# Help please



## Lisa1436

I just bought an epson 7710 went through the the step to put Sublimation ink and my ink isn't coming out right. And it just got worse. Clean the nozzles and still nothing


----------



## webtrekker

Hi. Is it a brand new printer, or has it been used before you bought it?


----------



## TABOB

We are not telepathic 
What ink and what cartridges are you using?
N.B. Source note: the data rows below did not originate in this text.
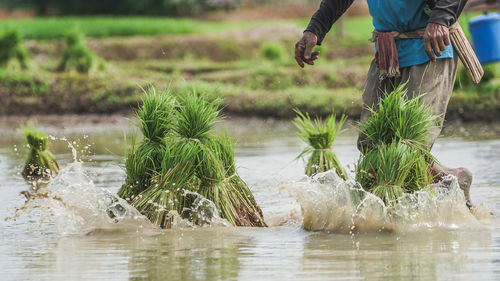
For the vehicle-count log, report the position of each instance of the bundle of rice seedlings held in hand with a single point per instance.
(319, 135)
(166, 197)
(217, 176)
(395, 156)
(155, 120)
(181, 154)
(41, 163)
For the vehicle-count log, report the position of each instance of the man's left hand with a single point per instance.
(436, 38)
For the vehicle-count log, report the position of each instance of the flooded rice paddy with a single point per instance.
(438, 240)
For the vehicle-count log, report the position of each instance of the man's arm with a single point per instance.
(444, 14)
(328, 13)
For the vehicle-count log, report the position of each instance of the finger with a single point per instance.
(441, 44)
(435, 47)
(299, 61)
(299, 51)
(308, 51)
(428, 50)
(447, 39)
(309, 62)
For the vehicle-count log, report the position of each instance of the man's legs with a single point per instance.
(435, 80)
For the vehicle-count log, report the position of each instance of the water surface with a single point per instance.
(31, 248)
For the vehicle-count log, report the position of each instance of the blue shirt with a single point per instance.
(404, 16)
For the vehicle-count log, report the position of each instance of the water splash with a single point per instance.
(80, 207)
(329, 203)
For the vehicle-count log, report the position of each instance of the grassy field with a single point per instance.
(49, 28)
(250, 64)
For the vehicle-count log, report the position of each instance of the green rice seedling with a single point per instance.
(197, 117)
(391, 170)
(11, 49)
(165, 197)
(398, 118)
(249, 209)
(319, 135)
(155, 121)
(195, 121)
(41, 163)
(217, 188)
(77, 56)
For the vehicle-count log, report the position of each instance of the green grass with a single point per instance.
(107, 26)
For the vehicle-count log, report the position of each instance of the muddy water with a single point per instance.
(31, 248)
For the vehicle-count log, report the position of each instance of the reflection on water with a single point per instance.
(265, 155)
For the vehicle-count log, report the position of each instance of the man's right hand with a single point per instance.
(304, 47)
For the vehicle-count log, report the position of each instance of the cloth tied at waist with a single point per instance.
(386, 56)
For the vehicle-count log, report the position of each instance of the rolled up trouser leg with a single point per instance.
(434, 79)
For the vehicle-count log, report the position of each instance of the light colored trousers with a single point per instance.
(434, 79)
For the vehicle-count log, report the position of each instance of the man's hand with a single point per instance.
(303, 49)
(436, 38)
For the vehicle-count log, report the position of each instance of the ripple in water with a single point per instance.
(329, 203)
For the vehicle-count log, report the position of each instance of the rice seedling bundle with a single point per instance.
(11, 49)
(155, 120)
(391, 170)
(195, 121)
(41, 163)
(399, 119)
(319, 135)
(165, 197)
(395, 158)
(250, 214)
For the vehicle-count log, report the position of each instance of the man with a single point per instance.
(413, 46)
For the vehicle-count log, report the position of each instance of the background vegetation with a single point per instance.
(247, 61)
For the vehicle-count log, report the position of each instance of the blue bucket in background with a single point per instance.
(485, 32)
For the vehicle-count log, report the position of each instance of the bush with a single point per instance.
(11, 49)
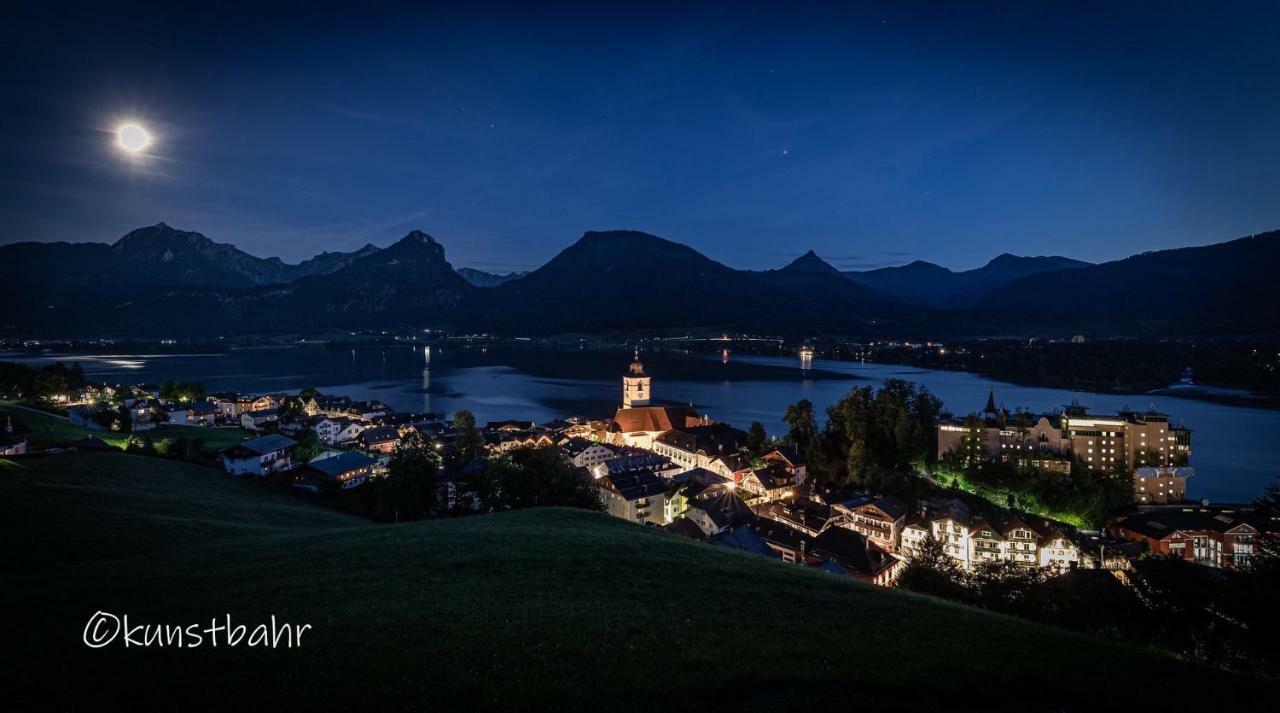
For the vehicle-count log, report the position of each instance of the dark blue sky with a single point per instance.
(874, 135)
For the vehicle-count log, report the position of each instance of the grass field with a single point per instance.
(525, 609)
(49, 429)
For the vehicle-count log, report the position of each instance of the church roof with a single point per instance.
(653, 419)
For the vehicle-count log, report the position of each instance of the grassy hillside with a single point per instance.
(528, 608)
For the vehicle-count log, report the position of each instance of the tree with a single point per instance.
(309, 446)
(542, 478)
(801, 426)
(757, 440)
(410, 489)
(1008, 586)
(469, 442)
(932, 571)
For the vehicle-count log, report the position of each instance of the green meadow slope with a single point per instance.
(533, 608)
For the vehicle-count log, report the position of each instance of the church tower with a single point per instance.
(635, 384)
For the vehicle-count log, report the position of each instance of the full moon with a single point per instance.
(132, 137)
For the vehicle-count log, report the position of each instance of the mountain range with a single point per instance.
(160, 280)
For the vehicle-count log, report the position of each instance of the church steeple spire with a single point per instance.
(635, 384)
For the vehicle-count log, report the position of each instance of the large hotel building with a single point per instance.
(1144, 443)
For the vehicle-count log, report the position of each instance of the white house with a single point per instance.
(260, 456)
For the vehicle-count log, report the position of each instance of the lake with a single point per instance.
(1233, 448)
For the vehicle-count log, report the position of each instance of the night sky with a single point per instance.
(874, 135)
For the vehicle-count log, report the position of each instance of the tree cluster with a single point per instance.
(872, 438)
(18, 380)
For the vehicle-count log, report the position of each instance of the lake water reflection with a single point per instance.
(1234, 447)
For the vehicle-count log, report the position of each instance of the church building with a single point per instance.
(638, 423)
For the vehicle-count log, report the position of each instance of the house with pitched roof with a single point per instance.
(346, 470)
(636, 496)
(260, 456)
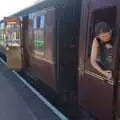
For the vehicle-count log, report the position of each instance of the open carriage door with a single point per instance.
(96, 93)
(13, 42)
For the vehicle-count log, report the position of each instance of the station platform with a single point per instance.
(19, 101)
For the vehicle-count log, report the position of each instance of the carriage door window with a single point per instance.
(100, 15)
(38, 35)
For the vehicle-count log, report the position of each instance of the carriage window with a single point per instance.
(2, 36)
(38, 29)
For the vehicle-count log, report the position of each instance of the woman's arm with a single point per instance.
(94, 54)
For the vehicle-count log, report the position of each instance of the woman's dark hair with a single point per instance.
(101, 27)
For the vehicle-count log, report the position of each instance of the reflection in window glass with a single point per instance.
(38, 41)
(35, 22)
(42, 21)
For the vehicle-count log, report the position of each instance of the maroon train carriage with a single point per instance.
(58, 36)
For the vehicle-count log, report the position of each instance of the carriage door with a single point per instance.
(13, 42)
(95, 91)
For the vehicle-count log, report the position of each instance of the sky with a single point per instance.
(8, 7)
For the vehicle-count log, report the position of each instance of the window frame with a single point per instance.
(38, 51)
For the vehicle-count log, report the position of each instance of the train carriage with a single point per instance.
(57, 39)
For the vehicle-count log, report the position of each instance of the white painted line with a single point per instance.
(46, 102)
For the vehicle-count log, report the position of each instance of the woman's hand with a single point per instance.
(108, 74)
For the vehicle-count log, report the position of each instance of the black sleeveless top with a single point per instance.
(104, 58)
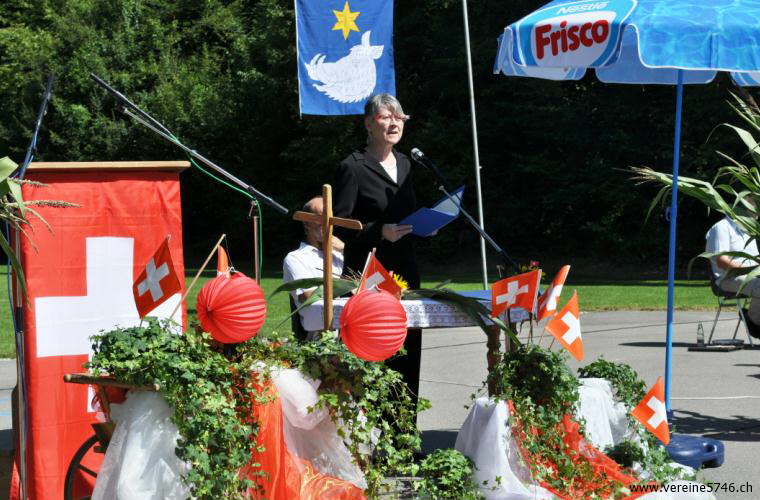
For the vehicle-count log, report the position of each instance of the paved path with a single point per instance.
(714, 394)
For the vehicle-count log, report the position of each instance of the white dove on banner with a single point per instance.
(350, 78)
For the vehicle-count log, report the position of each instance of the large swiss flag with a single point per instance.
(80, 280)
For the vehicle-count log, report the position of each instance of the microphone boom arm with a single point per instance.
(140, 116)
(423, 160)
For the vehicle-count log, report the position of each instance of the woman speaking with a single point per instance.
(374, 186)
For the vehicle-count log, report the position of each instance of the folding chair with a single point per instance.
(727, 299)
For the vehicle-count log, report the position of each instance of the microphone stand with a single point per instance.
(441, 181)
(143, 118)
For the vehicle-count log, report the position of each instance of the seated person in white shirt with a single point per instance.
(307, 261)
(726, 236)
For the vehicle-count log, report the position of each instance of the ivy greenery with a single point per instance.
(447, 474)
(213, 395)
(362, 396)
(543, 390)
(212, 399)
(629, 389)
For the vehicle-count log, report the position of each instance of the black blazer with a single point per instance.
(364, 191)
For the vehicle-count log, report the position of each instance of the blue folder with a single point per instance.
(426, 221)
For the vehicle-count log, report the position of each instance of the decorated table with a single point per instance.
(425, 313)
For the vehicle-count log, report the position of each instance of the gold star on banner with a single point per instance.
(346, 20)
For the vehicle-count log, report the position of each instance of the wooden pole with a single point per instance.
(327, 252)
(197, 275)
(327, 221)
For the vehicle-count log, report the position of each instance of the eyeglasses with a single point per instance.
(389, 117)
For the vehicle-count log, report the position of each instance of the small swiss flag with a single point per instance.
(516, 291)
(157, 282)
(566, 328)
(222, 262)
(375, 276)
(547, 302)
(652, 414)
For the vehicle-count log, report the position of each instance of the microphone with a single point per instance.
(426, 162)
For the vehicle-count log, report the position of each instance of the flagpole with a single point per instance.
(475, 143)
(197, 275)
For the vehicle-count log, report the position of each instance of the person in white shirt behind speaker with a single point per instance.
(727, 236)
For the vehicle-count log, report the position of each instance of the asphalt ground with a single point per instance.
(713, 394)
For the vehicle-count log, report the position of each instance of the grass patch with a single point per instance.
(593, 296)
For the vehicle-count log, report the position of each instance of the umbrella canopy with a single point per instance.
(671, 42)
(630, 41)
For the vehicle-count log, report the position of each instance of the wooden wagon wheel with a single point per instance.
(77, 467)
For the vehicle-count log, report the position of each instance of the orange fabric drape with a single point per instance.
(579, 450)
(281, 475)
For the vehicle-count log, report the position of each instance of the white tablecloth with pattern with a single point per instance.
(420, 313)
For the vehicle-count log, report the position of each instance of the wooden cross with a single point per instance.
(328, 221)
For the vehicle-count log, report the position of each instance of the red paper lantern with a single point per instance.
(373, 325)
(231, 308)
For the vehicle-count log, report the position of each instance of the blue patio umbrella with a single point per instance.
(671, 42)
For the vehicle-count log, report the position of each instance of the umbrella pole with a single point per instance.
(475, 144)
(672, 240)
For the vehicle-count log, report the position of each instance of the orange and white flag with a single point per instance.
(652, 414)
(547, 302)
(157, 282)
(375, 276)
(566, 328)
(516, 291)
(222, 262)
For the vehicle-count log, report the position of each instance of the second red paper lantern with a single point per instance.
(373, 325)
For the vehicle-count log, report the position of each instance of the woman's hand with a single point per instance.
(394, 232)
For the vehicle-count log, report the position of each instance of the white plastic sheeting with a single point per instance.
(140, 463)
(485, 438)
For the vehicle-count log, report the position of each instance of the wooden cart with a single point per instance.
(87, 458)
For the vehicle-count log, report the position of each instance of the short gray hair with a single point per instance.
(378, 101)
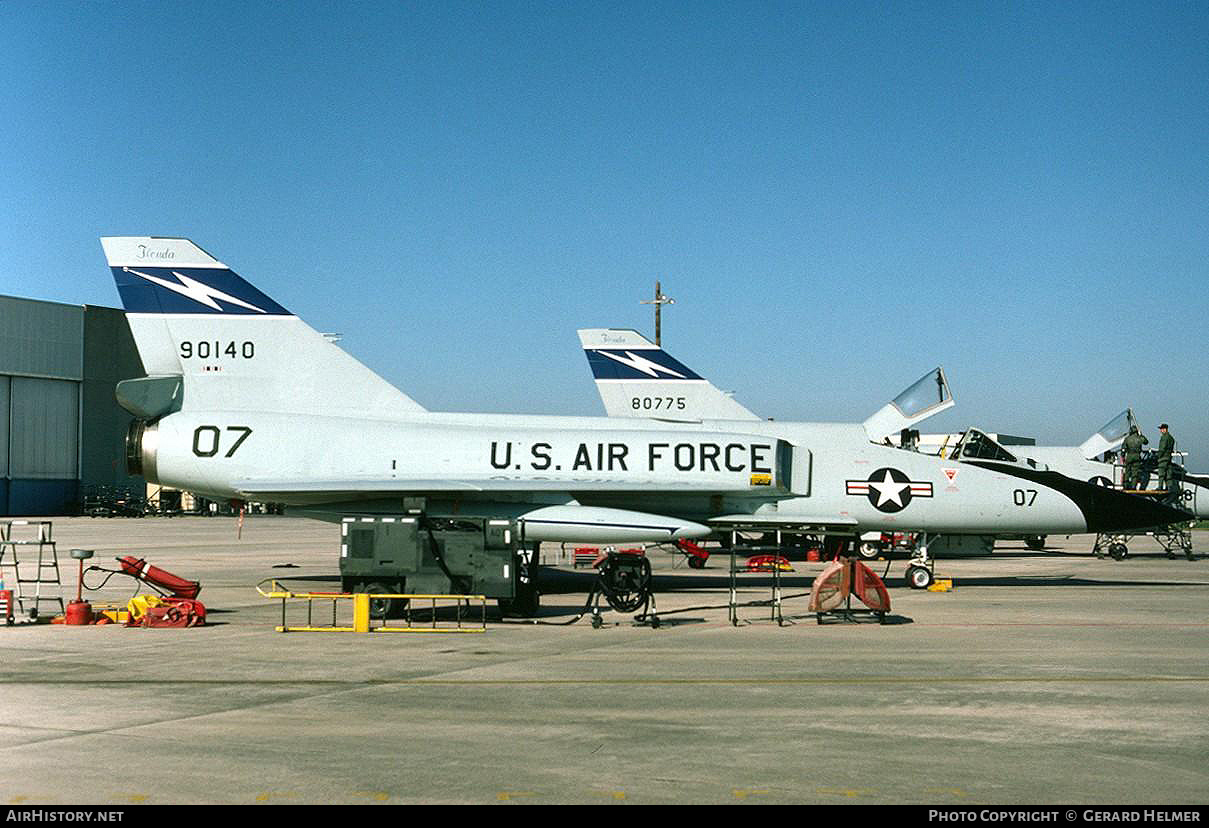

Did you try printing something (ideally a nozzle check) before switching to sublimation?
If not, chances are the print-head was already clogged and may not be recoverable at this stage.


----------



## into the T

yup, not many new 7710's left out there

if you bought used did you get a test print before purchasing?


----------



## Aply123

Clean it with original ink 
Perhaps sublimation ink are old in storage 
Becarful to use them..


----------



## petridish

do you like it?! I was also thinking about buying one, however someone told me that it is not that good


----------



## Gizmogirl256

petridish said:


> do you like it?! I was also thinking about buying one, however someone told me that it is not that good


I picked up a new 7720 and like it but that was only -after- going through hell with my ink profiles and Epson software drivers. Seems that Epson has some "issues" with their drivers on a Mac. That being said, I'm getting amazing results now.


----------



## jflores0002

Lisa1436 said:


> I just bought an epson 7710 went through the the step to put Sublimation ink and my ink isn't coming out right. And it just got worse. Clean the nozzles and still


----------



## jflores0002

Looks like your print head needs some serious CPR. Try the wet paper towel trick. If that doesn't help then take the head off (There's videos on how to) and squeeze some solution (using syringe and rubber tube) thru them nozzles. I Use 4:1 solution of windex and 95% isopropyl alcohol with windex being the 4 and alcohol the 1.


----------